Altri membri del gruppo, poi, attraverso "vetrine" online create ad hoc, su Telegram e Vkontakte, mettevano in vendita sulla rete le immagini. Con soli 20 euro gli utenti potevano accedere alle immagini e, con l'aggiunta di altri 20 euro, potevano diventare clienti 'vip', con l'accesso alle riprese in diretta di alcune telecamere selezionate. Le chat aperte contavano oltre 10mila utenti e quelle premium circa duemila. I

l procuratore aggiunto di Milano, Eugenio Fusco, in conferenza stampa ha parlato di un "fenomeno particolarmente diffuso che sta emergendo. Da una parte c'è la capacità di reperire queste immagini e dall'altra un mercato attento e pronto a recepire e pagare". I due gruppi, attivi da quasi tre anni, "hanno creato un business sulla morbosità delle persone per le immagini rubate di vita privata". I soldi raccolti, oltre 50mila euro in criptovalute nel caso di uno dei due gruppi, venivano reinvestiti nell'acquisto di software sempre più aggiornati per effettuare attacchi informatici. 

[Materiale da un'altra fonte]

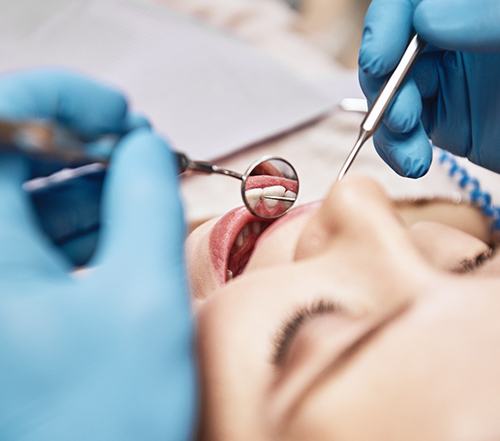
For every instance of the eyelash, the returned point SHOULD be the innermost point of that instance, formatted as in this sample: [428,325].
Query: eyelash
[290,327]
[468,266]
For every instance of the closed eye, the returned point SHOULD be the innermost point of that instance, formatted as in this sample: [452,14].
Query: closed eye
[291,326]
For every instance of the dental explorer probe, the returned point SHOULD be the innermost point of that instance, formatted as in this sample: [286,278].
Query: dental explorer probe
[374,117]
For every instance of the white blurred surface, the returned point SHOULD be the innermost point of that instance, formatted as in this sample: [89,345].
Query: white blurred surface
[208,92]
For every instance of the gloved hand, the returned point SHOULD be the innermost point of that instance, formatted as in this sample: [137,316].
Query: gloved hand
[105,354]
[453,96]
[91,110]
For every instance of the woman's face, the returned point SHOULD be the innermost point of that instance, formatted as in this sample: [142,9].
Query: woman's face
[352,319]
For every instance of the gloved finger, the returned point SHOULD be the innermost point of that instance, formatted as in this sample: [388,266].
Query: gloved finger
[405,110]
[462,25]
[425,72]
[143,223]
[387,30]
[89,108]
[23,249]
[409,155]
[136,121]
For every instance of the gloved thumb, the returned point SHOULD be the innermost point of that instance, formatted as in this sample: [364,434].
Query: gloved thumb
[463,25]
[143,223]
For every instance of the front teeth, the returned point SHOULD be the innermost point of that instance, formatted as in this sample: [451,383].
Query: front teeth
[274,190]
[256,194]
[253,196]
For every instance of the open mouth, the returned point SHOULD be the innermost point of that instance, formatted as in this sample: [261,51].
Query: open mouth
[234,236]
[233,240]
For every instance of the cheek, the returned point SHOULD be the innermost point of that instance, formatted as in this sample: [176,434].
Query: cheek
[445,247]
[201,273]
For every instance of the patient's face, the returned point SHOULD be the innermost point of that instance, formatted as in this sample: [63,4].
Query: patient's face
[352,319]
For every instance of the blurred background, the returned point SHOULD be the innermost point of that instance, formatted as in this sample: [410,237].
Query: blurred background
[334,25]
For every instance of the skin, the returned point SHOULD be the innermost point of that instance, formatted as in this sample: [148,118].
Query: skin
[410,351]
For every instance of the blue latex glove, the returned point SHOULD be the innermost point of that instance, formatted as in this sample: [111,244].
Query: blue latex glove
[69,214]
[453,96]
[107,354]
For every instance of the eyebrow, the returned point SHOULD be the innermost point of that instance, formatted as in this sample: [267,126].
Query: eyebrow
[291,326]
[468,266]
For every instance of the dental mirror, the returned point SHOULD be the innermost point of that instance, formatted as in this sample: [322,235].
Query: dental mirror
[269,187]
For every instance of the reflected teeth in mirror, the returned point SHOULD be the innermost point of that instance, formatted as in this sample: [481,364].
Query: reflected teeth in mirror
[253,196]
[274,190]
[256,228]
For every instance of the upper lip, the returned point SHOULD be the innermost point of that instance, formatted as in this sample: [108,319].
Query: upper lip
[223,235]
[228,227]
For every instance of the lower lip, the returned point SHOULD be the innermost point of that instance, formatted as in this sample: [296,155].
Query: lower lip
[226,230]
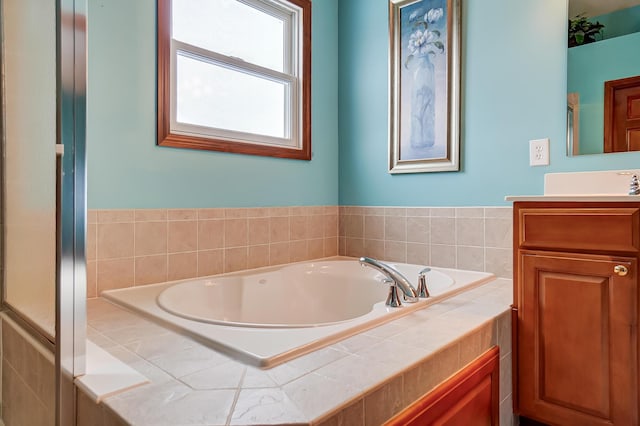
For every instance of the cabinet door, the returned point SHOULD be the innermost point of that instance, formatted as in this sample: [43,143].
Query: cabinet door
[577,339]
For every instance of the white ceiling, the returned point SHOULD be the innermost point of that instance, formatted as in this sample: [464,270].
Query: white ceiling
[598,7]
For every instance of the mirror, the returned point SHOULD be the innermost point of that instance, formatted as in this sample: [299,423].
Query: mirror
[612,57]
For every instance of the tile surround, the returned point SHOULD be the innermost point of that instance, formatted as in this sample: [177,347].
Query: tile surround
[136,247]
[366,378]
[475,238]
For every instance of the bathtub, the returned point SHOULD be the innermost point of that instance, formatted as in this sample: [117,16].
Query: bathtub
[267,316]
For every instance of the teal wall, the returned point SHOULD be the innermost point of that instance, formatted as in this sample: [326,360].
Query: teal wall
[127,170]
[513,90]
[617,58]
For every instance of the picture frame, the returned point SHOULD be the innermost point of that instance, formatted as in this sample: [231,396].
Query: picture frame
[424,86]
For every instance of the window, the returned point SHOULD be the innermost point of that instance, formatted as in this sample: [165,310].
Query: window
[235,76]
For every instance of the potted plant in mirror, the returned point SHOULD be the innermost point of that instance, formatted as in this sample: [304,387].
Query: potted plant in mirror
[582,31]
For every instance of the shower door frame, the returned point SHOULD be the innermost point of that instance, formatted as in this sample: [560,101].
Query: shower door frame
[69,343]
[71,212]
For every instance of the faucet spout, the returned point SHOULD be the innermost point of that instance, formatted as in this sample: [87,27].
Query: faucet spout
[409,292]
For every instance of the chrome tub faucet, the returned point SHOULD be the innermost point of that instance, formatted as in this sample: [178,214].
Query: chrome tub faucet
[396,281]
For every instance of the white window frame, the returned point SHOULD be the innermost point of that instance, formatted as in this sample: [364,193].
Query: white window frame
[295,77]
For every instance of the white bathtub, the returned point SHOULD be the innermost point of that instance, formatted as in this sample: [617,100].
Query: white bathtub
[270,315]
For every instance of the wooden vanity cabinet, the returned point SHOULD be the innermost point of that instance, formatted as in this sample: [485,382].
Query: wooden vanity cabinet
[576,312]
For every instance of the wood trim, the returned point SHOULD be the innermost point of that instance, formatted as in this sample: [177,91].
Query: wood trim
[465,385]
[610,88]
[164,136]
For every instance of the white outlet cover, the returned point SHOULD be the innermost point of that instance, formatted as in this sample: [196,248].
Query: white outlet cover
[539,152]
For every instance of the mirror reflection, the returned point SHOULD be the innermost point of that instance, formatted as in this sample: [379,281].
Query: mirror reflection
[603,76]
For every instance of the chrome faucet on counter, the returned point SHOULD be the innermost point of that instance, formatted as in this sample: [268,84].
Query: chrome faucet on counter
[395,279]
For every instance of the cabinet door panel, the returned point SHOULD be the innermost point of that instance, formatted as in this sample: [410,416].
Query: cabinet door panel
[577,339]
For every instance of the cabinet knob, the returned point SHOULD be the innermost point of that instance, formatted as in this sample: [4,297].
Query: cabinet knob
[621,270]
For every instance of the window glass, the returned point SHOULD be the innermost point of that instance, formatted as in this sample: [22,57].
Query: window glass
[231,28]
[212,95]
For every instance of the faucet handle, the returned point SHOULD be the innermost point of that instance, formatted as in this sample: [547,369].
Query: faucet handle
[423,291]
[393,298]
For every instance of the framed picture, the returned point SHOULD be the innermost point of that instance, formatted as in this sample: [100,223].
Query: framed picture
[424,72]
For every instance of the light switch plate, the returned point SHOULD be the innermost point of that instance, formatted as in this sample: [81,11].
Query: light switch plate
[539,152]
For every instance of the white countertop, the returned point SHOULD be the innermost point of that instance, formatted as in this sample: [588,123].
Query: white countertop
[373,374]
[575,198]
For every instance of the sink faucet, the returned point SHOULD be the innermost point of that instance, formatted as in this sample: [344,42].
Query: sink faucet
[394,277]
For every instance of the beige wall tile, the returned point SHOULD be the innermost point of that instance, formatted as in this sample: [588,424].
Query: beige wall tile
[258,256]
[499,233]
[235,213]
[443,212]
[258,230]
[298,227]
[477,212]
[395,251]
[470,258]
[150,238]
[333,210]
[182,236]
[115,216]
[182,265]
[115,240]
[316,248]
[342,246]
[354,247]
[115,273]
[150,269]
[418,230]
[92,277]
[210,234]
[210,262]
[382,404]
[299,251]
[373,248]
[316,225]
[258,212]
[279,253]
[443,230]
[395,211]
[278,211]
[443,255]
[418,212]
[204,214]
[92,241]
[373,211]
[235,259]
[418,254]
[235,232]
[147,215]
[331,246]
[354,226]
[279,229]
[499,212]
[470,232]
[182,214]
[92,216]
[374,227]
[330,225]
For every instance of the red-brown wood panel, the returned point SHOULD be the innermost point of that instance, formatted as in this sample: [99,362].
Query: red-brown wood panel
[580,229]
[470,397]
[577,339]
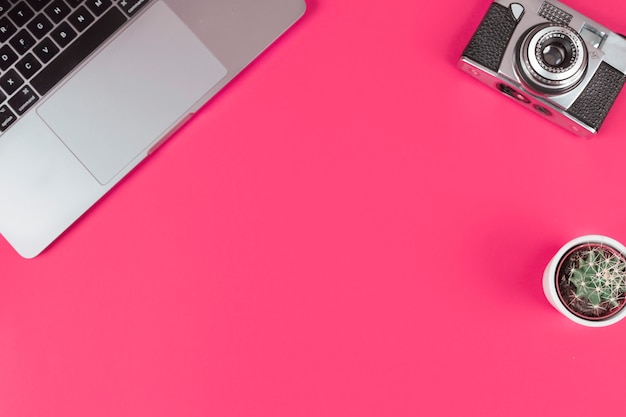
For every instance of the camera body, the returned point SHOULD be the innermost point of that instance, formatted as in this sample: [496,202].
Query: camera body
[551,59]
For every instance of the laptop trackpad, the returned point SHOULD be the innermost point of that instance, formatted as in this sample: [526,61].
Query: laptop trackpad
[132,92]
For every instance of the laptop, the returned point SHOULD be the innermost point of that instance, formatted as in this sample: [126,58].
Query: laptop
[89,88]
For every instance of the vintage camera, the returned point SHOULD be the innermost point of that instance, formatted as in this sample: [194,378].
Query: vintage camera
[551,59]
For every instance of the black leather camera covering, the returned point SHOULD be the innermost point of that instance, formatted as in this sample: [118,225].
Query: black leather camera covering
[596,100]
[489,43]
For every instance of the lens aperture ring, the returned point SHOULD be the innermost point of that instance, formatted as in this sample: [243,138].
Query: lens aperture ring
[552,58]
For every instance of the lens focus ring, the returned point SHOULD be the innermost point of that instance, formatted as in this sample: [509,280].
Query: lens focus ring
[552,59]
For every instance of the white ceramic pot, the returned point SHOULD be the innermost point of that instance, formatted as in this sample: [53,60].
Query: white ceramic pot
[550,280]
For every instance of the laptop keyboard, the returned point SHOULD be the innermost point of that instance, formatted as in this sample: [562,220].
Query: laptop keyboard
[44,40]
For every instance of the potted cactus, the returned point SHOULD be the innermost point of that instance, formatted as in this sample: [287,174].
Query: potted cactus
[586,280]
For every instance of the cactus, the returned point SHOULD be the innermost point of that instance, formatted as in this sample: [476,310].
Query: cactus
[598,276]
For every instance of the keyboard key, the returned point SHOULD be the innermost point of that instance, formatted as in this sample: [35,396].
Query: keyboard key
[40,26]
[46,50]
[57,10]
[7,57]
[132,6]
[4,6]
[81,19]
[28,66]
[23,100]
[11,81]
[22,42]
[21,13]
[78,51]
[63,34]
[37,4]
[7,29]
[7,117]
[98,7]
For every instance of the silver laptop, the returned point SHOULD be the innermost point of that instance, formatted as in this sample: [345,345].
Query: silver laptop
[89,88]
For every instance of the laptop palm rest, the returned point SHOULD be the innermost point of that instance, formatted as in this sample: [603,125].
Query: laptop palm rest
[132,93]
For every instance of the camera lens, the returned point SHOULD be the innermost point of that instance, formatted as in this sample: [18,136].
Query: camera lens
[554,55]
[552,59]
[510,91]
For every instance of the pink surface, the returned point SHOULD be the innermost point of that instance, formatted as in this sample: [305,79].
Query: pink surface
[353,227]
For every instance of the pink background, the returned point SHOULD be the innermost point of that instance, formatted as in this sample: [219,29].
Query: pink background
[353,227]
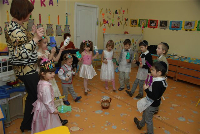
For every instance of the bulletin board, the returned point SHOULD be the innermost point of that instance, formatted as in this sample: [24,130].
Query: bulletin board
[119,39]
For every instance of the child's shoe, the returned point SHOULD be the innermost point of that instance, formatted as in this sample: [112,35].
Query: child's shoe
[120,89]
[129,93]
[77,98]
[66,102]
[137,122]
[139,96]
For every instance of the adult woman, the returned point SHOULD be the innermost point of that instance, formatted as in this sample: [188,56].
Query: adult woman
[70,45]
[23,54]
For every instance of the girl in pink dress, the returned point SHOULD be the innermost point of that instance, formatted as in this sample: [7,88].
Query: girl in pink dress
[87,71]
[45,114]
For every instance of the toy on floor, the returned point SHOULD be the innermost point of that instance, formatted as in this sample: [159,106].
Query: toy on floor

I babymonitor intercettati

Le telecamere private era spesso utilizzate come babymonitor, puntate dai genitori nelle stanze dei figli per monitorarli, ma usate dagli hacker anche per spiarli nudi. "Visionare e detenere immagini di bambini è un reato molto grave e arriva alla pedopornografia", ha spiegato il procuratore aggiunto di Milano Letizia Mannella. "Chi le ha anche superficialmente visionate o detenute incorrerà in gravi sanzioni". Gli agenti hanno sequestrato dieci smartphone, tre workstation, cinque pc portatili, 12 hard disk e svariati spazi cloud, per una capacità di storage complessiva di oltre 50 Terabyte. Sono stati inoltre sequestrati tutti gli account social utilizzati dagli indagati per il compimento delle condotte delittuose e diverse migliaia di euro, anche in criptovaluta.